FAISS Documentation - DrAlzahraniProjects/csusb_fall2024_cse6550_team4 GitHub Wiki
FAISS Documentation
Last edited by csusb_fall2024_cse6550_team4
Table of Contents
1. Installation
To add FAISS to your Python project, install it using pip. Execute the following command in your terminal to install FAISS for CPU environments:
pip install faiss-cpu
2. Configuration
FAISS offers flexibility in configurations, allowing for various index types based on your data requirements. You can configure indexes and directories to store data efficiently.
Index Types
FAISS provides multiple index types that support different data sizes and retrieval needs:
- IndexFlatL2: Employs exact nearest neighbor search with Euclidean distance, ideal for smaller datasets.
- IndexIVFFlat: Suitable for large datasets that require approximate nearest neighbor searches, providing a good balance between speed and accuracy.
- IndexHNSWFlat: Uses hierarchical graph-based search for efficient and accurate searches.
Directory Setup for FAISS Indexes
To manage FAISS indexes, create a designated directory for storing them:
import os
# Define the directory path for storing FAISS index
directory_path = "faiss_indexes"
# Create the directory if it does not exist
if not os.path.exists(directory_path):
os.makedirs(directory_path)
# Specify the full path for the index file
index_path = os.path.join(directory_path, "faiss_index.index")
print("Directory setup complete.")
3. Implementation
Before utilizing FAISS, you must create an index and populate it with data.

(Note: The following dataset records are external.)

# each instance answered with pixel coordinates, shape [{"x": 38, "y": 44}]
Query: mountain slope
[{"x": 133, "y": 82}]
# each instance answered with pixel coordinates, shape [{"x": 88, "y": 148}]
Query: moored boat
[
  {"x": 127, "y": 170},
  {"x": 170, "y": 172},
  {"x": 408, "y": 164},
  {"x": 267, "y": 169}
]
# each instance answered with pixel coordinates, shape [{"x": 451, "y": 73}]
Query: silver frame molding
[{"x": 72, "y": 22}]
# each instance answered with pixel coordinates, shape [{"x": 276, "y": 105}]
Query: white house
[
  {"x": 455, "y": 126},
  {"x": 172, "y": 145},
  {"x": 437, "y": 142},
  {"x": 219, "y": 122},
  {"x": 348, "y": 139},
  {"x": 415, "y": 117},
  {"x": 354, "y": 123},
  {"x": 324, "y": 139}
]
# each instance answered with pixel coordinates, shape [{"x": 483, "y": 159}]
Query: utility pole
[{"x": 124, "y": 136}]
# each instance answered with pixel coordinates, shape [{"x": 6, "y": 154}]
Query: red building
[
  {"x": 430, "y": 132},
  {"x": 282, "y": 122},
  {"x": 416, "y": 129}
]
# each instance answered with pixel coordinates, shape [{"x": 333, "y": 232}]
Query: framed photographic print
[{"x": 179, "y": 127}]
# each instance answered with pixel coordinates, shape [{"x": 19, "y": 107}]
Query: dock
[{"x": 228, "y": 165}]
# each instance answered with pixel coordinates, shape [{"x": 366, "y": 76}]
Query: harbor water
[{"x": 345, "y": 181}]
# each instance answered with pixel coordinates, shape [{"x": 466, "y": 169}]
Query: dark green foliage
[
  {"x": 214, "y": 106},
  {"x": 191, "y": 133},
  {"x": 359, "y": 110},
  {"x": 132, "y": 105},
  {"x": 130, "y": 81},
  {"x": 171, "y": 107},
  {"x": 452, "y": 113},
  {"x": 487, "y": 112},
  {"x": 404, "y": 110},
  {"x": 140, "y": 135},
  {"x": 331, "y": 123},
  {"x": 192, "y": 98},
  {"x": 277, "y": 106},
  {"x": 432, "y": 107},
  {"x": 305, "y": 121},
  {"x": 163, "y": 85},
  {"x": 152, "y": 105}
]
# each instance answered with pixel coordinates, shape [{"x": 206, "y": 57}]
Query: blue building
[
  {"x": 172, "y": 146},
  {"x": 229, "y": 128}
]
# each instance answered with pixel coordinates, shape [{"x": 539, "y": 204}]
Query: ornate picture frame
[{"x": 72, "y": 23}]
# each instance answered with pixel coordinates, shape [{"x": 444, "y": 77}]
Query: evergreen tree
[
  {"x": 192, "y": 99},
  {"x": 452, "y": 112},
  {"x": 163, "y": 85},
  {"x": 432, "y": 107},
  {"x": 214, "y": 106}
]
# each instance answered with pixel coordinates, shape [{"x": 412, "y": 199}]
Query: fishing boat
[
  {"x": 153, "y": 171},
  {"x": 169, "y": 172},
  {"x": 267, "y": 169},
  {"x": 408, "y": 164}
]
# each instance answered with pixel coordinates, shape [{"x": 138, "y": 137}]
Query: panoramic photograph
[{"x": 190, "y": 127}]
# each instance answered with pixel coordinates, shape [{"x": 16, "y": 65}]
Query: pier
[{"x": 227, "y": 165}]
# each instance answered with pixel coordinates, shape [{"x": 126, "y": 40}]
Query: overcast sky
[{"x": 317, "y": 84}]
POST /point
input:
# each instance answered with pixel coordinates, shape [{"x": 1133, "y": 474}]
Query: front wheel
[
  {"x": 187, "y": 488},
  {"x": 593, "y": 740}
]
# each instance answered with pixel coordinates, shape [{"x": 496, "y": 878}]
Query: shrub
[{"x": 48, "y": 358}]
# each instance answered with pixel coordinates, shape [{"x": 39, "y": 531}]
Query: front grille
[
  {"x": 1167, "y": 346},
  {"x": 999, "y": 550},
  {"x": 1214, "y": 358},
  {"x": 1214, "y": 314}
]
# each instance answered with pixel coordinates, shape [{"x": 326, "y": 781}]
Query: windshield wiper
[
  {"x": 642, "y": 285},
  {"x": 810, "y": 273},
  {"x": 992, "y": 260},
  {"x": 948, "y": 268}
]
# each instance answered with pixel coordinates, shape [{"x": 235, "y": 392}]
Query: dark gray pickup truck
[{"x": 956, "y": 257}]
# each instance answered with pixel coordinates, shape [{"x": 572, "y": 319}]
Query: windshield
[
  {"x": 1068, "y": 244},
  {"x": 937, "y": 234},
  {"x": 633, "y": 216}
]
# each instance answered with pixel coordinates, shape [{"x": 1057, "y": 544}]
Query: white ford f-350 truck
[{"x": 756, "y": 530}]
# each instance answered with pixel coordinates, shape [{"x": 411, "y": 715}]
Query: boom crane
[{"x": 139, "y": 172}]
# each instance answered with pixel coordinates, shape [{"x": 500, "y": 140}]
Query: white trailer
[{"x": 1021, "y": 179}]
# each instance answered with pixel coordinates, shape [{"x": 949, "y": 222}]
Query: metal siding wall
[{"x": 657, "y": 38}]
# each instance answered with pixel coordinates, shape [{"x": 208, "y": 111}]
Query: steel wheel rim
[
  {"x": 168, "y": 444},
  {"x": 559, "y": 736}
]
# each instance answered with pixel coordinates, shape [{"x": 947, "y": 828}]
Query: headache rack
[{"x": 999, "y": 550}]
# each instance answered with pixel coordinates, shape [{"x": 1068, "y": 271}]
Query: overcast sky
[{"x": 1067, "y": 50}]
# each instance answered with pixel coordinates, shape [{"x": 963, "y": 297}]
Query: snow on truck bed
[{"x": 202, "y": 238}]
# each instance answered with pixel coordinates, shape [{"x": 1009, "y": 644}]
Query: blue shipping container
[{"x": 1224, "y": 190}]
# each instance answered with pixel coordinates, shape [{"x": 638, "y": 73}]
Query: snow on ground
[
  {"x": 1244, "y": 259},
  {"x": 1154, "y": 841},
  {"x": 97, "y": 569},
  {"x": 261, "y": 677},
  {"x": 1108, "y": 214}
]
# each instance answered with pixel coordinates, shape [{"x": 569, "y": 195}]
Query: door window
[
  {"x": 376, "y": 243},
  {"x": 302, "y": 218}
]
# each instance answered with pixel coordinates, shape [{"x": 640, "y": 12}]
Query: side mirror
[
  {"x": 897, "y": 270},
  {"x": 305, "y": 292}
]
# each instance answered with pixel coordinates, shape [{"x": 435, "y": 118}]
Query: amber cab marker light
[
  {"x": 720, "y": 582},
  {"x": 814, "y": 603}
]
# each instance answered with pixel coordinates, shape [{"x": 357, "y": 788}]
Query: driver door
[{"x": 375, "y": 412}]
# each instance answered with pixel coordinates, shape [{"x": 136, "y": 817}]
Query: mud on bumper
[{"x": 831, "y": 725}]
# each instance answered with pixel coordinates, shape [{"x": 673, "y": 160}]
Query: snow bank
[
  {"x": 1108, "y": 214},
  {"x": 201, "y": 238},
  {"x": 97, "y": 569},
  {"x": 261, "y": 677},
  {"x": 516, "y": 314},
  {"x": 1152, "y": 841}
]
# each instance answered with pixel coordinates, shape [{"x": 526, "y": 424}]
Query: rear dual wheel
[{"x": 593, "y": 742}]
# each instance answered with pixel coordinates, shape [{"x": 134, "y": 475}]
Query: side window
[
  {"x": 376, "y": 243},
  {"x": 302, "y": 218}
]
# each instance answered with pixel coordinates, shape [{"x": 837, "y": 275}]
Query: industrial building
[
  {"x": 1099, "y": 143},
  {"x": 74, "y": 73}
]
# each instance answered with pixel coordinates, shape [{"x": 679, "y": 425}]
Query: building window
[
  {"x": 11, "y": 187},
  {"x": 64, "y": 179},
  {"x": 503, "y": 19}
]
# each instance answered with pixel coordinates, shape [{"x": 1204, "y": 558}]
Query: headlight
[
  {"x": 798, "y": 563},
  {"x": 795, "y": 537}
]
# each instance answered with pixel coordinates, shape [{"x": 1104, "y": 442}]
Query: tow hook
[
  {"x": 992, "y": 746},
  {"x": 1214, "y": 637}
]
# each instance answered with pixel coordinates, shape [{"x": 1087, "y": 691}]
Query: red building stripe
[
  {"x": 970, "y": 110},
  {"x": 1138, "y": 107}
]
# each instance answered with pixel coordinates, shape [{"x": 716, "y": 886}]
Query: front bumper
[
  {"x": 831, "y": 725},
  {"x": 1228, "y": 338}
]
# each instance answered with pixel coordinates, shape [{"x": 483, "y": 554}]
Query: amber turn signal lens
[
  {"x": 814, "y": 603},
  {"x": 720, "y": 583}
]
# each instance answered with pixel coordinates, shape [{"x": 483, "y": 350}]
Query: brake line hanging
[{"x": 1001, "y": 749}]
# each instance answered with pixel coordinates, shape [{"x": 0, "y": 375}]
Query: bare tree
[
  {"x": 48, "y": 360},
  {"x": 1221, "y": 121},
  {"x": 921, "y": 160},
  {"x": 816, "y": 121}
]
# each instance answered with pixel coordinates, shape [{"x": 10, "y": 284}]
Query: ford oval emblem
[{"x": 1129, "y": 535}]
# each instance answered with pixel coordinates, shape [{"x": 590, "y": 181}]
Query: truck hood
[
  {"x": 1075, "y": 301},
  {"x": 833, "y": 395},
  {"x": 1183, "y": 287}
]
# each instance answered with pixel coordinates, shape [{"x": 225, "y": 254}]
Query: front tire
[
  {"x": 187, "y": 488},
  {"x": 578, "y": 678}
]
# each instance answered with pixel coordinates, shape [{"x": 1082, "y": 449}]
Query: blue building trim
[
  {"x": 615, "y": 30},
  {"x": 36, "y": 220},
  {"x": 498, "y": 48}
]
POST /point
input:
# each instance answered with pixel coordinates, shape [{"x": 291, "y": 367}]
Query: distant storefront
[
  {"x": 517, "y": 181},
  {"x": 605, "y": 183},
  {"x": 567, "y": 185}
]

Below is an example of setting up a FAISS index with random data using cosine similarity.
import numpy as np
import faiss
# Define the dimensionality of the vectors
dimension = 128 # Example vector dimension
# Create a FAISS index with cosine similarity
index = faiss.IndexFlatIP(dimension)
# Generate random vectors, normalize them, and add to index
num_vectors = 1000
vectors = np.random.random((num_vectors, dimension)).astype('float32')
faiss.normalize_L2(vectors)
# Add vectors to the FAISS index
index.add(vectors)
print("FAISS index created and data added.")
Loading the FAISS Index After creating an index, you can save it to a file and load it as needed. The example below demonstrates saving and loading the FAISS index.
import numpy as np
import faiss
import os
# Define dimensions and create cosine similarity index
dimension = 128
index = faiss.IndexFlatIP(dimension)
# Generate and normalize data, then add to index
num_vectors = 1000
vectors = np.random.random((num_vectors, dimension)).astype('float32')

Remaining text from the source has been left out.